How to Calculate the Return on Investment of your Rental Property
So you have a rental property. It’s in a great area with huge potential for growth. There’s little to do by way of maintenance, and you’re more than happy to just sit on it for a few years to see what it does. But you also want to know how much it will make you – what’s the return of investment on your investment property? How do you calculate it? And will you be able to retire when you want, with the lifestyle you want?
While we can’t help you with retirement age and lifestyle, we can give you some pointers on your return on investment. You’ll have heard the term “yield”. That’s basically how much money an asset makes, expressed as a percentage of the asset’s worth. When referring to a rental property, yield is the rental income as a percentage of the value of the property. You can calculate it before expenses (gross yield) or after (net yield).
A gross yield allows you to compare properties with other properties. It’s worked out by using the annual rental income divided by the market value and multiplying it by 100 (to get the percentage).
- Gross Yield= Annual Rental Income / Market Value x 100
You can work out the yield for any time in the past, or at the current time, to give you some indication of how the property is travelling in terms of investment returns.

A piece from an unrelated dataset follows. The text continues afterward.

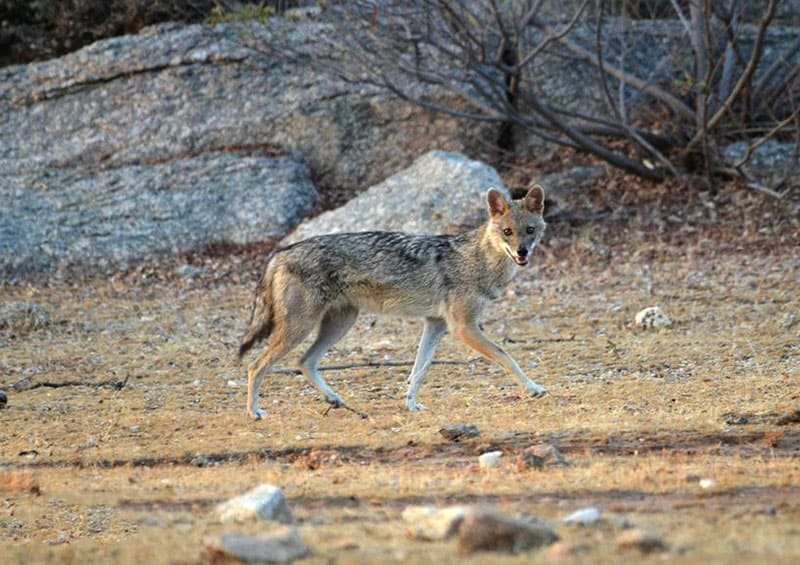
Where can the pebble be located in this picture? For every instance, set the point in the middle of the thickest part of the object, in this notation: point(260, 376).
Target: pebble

Don’t forget, of course, the net yield will give you a better indication when you take into account any expenses on the property, and it is a great way of determining if you can afford the rental property you’re looking at. You need to take into account any, and all expenses relating to the property, such as maintenance costs (is it an old house with lots of running repairs?) and insurance (is it in a flood prone area? – you may want to read how to protect your investment property from flood damage). When talking about net yield, the calculation is annual rental income minus annual expenses, divided by total property costs, and then multiplied by 100 to get your percentage.
- Net Yield= Annual Rental Income – Annual Expenses / Total Property Costs x 100
It sounds complicated but, rest assured, it’s not. And again, it’s the most reliable indicator of affordability. There’s little point purchasing an investment property only to discover you can’t maintain the lifestyle you currently have.